Questa linea ARL13B-CENTRIN-2 può essere incrociata con altre linee di topi per studiare ulteriormente l'organizzazione delle ciglia primarie nei tessuti. Ad esempio, l'abbiamo incrociato con un aggrecan-Cre IFT88^fl/fl per eliminare condizionatamente IFT88, una proteina primaria delle ciglia la cui delezione impedisce la ciliazione, nelle cellule che esprimono aggrecani (condrociti postnatali)^5,6. Questi segnali fluorescenti ARL13B e CENTRIN-2 possono quindi essere utilizzati per misurare l'efficienza delle perturbazioni genetiche a livello della struttura ciliare nei tessuti e qualsiasi cambiamento associato nell'organizzazione ciliare. I lavori in corso stanno attualmente facendo esattamente questo. Il nostro primo obiettivo sarà quello di quantificare, con questa metodologia più robusta, l'effetto della delezione di IFT88 sulla prevalenza delle ciglia. In precedenza, abbiamo misurato questo dato utilizzando l'immunofluorescenza e abbiamo stimato che si tratta di una riduzione del 20%⁶. Questo metodo può anche essere combinato con l'immunoistochimica per visualizzare le ciglia primarie in combinazione con altre proteine, ad esempio una proteina della membrana cellulare.

Il transgene su ARL13B può avere un effetto sull'espressione di ARL13B e sulla lunghezza delle ciglia primarie. Studi precedenti hanno misurato diverse lunghezze delle ciglia primarie con la linea ARL13B-CENTRIN-2 rispetto ad ARL13B non transgene in alcune regioni del cervello del topo, senza differenze in altre¹⁶. Un altro studio ha osservato differenze nella lunghezza delle ciglia primarie in una linea di topo ARL13B marcata con GFP rispetto ad ARL13B non marcata nei fibroblasti embrionali di topo¹⁰. Il lavoro in corso sta verificando eventuali cambiamenti nella lunghezza delle ciglia primarie nella cartilagine di crescita e in altri tessuti confrontando i risultati utilizzando la linea di topi ARL13B-CENTRIN-2 con colorazione anticorpale contro ARL13B non transgenico.

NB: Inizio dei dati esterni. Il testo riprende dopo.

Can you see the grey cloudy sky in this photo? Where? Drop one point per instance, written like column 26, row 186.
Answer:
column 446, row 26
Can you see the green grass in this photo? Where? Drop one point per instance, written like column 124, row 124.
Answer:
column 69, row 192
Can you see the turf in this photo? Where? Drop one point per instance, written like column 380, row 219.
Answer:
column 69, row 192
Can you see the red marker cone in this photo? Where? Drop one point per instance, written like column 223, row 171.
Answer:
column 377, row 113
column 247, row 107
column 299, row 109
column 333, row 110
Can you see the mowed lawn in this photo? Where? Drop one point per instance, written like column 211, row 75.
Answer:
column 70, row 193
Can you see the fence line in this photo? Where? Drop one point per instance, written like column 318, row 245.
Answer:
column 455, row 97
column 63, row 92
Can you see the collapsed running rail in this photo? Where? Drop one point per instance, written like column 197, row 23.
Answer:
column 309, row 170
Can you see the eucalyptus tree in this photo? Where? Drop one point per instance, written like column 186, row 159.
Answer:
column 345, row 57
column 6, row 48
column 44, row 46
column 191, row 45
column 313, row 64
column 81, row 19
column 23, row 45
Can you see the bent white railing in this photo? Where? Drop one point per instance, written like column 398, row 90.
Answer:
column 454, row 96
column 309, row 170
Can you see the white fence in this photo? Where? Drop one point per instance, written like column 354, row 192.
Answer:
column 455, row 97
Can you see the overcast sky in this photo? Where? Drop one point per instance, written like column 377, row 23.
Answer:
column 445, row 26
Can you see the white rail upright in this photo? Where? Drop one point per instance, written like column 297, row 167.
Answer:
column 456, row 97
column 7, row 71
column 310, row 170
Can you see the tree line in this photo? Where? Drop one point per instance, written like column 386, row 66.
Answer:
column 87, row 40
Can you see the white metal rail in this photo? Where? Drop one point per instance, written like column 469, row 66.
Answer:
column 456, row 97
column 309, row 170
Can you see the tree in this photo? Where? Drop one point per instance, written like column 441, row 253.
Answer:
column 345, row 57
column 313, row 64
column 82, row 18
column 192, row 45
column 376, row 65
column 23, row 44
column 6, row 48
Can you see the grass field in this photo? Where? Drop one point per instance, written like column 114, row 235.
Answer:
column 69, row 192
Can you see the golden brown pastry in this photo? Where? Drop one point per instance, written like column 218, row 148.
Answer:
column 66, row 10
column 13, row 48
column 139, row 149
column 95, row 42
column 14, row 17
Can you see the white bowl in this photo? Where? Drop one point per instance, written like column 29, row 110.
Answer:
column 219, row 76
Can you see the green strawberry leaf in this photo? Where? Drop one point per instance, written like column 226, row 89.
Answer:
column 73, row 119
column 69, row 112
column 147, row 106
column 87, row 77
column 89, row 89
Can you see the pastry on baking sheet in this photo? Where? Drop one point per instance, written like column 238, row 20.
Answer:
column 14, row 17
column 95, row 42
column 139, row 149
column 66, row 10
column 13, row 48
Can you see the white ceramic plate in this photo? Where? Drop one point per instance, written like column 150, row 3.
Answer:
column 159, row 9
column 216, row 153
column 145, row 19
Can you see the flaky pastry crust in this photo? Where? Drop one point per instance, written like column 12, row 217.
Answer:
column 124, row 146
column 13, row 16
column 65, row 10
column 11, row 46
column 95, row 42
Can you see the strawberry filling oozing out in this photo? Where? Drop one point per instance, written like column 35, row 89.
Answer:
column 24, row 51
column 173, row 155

La pipeline di analisi delle immagini in questo protocollo è stata progettata per misurare successivamente la percentuale di ciliazione, la lunghezza e l'orientamento 3D delle ciglia primarie, nonché il numero di centrioli e la posizione nella placca di crescita. Il software di analisi delle immagini consente di creare tubazioni personalizzate modificando i passaggi coinvolti. L'output di questa pipeline è un foglio di calcolo con le misure delle caratteristiche scelte per le cellule, le ciglia e i centrioli rilevati. La postanalisi può quindi essere eseguita in R o in altri software in base agli scopi dello studio. Come per le impostazioni di imaging, i passaggi della pipeline e le impostazioni specifiche possono essere modificati per funzionare su immagini diverse e in base agli obiettivi dello studio. Nel complesso, questo metodo consente un'analisi ad alto rendimento delle ciglia primarie rispetto a quanto pubblicato in precedenza nella piastra di crescita. Il numero di cellule e ciglia associate che possono essere studiate consente misurazioni più grandi e più affidabili.

Gli autori non hanno conflitti di interesse da dichiarare.

Ringraziamo tutti i membri dello staff della BSU presso il Kennedy Institute of Rheumatology, in particolare Albertino Bonifacio, per l'allevamento degli animali. Ringraziamo il Centro di eccellenza per l'imaging biomedico di Oxford-ZEISS per l'assistenza nell'uso del microscopio, in particolare il Dr. Jacky (Ka Long) Ko per l'aiuto nello sviluppo della pipeline di analisi delle immagini. Questo lavoro è stato sostenuto dalla borsa di studio Kennedy Trust of Rheumatology Research (Johnson) e dal Biotechnology and Biological Sciences Research Council (BBSRC, BB/X007049/1).